International Monetary Fund cuts Nigeria’s 2019 growth forecast to 2%

International Monetary Fund cuts Nigeria’s 2019 growth forecast to 2%

An ongoing trade war between the world's two largest economies could contribute to slowing economic growth this year, according to the International Monetary Fund (IMF).

As well as being concerned about a no-deal Brexit, the IMF fears that the trade war waged between the U.S. and China is creating casualties across the world by slowing global demand for goods. The IMF said while the Chinese growth rate has been on a downward slope India has experienced an upward trajectory in these years.

Unveiling its forecasts at the World Economic Forum in Davos, Switzerland, the fund left its prediction for USA growth this year unchanged at 2.5 per cent.

The growth projection for the United Kingdom in 2019 was maintained at 1.5% as the International Monetary Fund expects the effects from Brexit uncertainty on trade and investment will be offset by the fiscal stimulus announced in the Budget.

The downgrades heavily reflected weakness in Europe though, with Germany hurt by new vehicle emission rules, Italy under market pressure due to Rome's recent budget standoff with the European Union and Brexit worries aplenty too.

European shares fell on Monday from recent six-week highs as a global equity rally stalled after data confirmed a slowdown in China's economy and investors awaited for Britain's next steps to break the deadlock over Brexit.

More news: Stocks subdued as Chinese growth falls to weakest since '90

Chinese growth helped kickstart the world's economy after the 2008 financial crisis and economists fear the slowdown will put a drag on global growth.
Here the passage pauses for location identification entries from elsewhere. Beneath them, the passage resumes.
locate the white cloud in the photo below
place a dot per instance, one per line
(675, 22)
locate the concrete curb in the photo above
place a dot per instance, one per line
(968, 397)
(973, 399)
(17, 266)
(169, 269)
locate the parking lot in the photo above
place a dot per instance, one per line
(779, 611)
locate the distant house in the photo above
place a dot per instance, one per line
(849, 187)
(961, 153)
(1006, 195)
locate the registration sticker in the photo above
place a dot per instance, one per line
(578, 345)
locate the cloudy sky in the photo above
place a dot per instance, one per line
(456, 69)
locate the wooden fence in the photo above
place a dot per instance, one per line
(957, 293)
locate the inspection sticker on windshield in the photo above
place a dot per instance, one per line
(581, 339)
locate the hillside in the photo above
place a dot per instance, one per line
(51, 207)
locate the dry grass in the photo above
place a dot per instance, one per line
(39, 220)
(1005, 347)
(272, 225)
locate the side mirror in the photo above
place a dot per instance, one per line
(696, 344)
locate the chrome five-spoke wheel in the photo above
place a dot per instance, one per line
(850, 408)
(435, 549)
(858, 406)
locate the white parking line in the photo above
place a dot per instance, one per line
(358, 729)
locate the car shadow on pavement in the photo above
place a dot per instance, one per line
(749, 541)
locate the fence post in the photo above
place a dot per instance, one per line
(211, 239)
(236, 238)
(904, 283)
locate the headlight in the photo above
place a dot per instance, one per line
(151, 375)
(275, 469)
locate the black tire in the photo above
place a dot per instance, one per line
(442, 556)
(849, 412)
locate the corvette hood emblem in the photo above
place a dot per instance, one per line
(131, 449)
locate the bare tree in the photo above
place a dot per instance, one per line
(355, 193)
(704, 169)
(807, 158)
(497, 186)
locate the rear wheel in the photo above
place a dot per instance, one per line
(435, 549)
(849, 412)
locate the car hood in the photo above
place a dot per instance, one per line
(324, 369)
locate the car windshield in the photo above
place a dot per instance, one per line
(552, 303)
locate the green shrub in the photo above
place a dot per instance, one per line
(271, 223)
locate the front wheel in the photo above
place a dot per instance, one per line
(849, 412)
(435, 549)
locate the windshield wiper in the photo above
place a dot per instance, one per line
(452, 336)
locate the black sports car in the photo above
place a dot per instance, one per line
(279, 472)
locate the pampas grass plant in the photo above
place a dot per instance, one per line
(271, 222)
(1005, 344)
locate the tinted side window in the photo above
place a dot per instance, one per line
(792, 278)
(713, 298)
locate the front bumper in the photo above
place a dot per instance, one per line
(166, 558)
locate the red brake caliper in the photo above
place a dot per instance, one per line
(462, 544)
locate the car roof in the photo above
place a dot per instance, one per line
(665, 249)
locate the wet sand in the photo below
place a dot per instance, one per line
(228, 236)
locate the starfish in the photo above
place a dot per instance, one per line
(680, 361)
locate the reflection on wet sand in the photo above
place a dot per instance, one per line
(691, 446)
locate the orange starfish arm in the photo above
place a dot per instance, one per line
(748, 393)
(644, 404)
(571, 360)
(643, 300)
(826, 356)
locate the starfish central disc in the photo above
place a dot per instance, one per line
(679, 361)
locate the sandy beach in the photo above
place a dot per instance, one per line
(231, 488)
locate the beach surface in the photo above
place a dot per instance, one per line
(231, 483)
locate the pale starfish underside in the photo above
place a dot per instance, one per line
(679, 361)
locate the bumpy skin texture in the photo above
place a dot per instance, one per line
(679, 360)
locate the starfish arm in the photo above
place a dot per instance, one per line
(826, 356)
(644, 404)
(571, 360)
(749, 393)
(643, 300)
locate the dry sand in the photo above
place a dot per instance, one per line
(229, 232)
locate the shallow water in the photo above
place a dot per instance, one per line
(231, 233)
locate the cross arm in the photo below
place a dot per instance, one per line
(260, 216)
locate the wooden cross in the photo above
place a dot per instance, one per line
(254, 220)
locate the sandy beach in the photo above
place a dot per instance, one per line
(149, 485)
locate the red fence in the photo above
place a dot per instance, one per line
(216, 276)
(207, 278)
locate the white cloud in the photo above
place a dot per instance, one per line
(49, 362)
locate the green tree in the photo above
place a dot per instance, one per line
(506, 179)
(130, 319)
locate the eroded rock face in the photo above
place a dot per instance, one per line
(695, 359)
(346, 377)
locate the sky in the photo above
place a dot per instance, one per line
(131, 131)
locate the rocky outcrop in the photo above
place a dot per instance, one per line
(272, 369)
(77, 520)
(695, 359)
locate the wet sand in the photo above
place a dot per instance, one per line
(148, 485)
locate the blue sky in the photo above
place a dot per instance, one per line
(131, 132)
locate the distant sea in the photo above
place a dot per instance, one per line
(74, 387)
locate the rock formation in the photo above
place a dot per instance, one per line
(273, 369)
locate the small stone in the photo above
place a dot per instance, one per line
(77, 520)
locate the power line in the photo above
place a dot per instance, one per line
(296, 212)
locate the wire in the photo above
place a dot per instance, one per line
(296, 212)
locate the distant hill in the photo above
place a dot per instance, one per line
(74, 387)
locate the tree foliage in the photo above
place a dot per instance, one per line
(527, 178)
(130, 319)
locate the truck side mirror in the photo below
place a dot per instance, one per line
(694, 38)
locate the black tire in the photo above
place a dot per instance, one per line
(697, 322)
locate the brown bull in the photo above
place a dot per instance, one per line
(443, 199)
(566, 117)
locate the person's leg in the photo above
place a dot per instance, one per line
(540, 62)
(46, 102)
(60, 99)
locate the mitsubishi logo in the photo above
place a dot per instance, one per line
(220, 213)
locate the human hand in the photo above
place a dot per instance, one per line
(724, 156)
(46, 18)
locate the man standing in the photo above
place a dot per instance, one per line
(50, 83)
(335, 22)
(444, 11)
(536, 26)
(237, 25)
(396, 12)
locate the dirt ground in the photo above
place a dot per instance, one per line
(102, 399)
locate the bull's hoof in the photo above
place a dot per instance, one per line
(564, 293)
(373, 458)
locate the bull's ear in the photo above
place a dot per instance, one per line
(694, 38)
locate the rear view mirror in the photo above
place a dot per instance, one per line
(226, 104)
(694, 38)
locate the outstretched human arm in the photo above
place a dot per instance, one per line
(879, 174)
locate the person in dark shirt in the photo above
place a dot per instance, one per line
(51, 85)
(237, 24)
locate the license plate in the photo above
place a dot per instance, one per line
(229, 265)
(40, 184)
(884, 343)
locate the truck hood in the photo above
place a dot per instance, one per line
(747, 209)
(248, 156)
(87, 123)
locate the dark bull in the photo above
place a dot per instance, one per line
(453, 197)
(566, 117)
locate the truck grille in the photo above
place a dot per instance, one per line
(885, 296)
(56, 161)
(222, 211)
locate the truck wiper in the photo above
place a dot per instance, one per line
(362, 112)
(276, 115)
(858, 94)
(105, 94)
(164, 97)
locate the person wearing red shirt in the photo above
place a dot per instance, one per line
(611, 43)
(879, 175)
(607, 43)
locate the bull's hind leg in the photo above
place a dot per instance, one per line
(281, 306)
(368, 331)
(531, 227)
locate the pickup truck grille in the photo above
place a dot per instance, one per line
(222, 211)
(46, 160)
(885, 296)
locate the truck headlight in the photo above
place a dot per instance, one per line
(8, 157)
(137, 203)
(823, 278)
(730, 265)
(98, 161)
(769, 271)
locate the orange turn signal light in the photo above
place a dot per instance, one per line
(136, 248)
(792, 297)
During the course of the day, the dollar wilted from its safe haven highs, losing its appeal due to the U.S. government in its 29th day of partial shutdown and weaker USA yields, with the United States 10 years -1.91% at 2.7320, at the lower end of the day's range of 2.724/2.780. The fund cited heightened trade tensions and rising interest rates.

Rising interest rates in the U.S. and elsewhere are also pinching emerging-market governments and companies that borrowed heavily when rates were ultra-low in the aftermath of the 2007-2009 Great Recession.

The country reported Monday growth of 6.6 per cent in 2018, the weakest since 1990.

Ms Gopinath said: 'We've already seen the negative effect of this uncertainty on British investment.

Analysts polled by Reuters also saw a higher chance Japan will slide into a recession, keeping the country's central bank under pressure to maintain its massive stimulus. Global growth for 2019 was trimmed from 3.7 per cent in the IMF's October's report to 3.5 per cent, blamed on weaker growth in China, Argentina and Turkey, among others, and worries over worldwide trade.

"The main shared policy priority is for countries to resolve co-operatively and quickly their trade disagreements and the resulting policy uncertainty, rather than raising harmful barriers further and destabilising an already slowing global economy".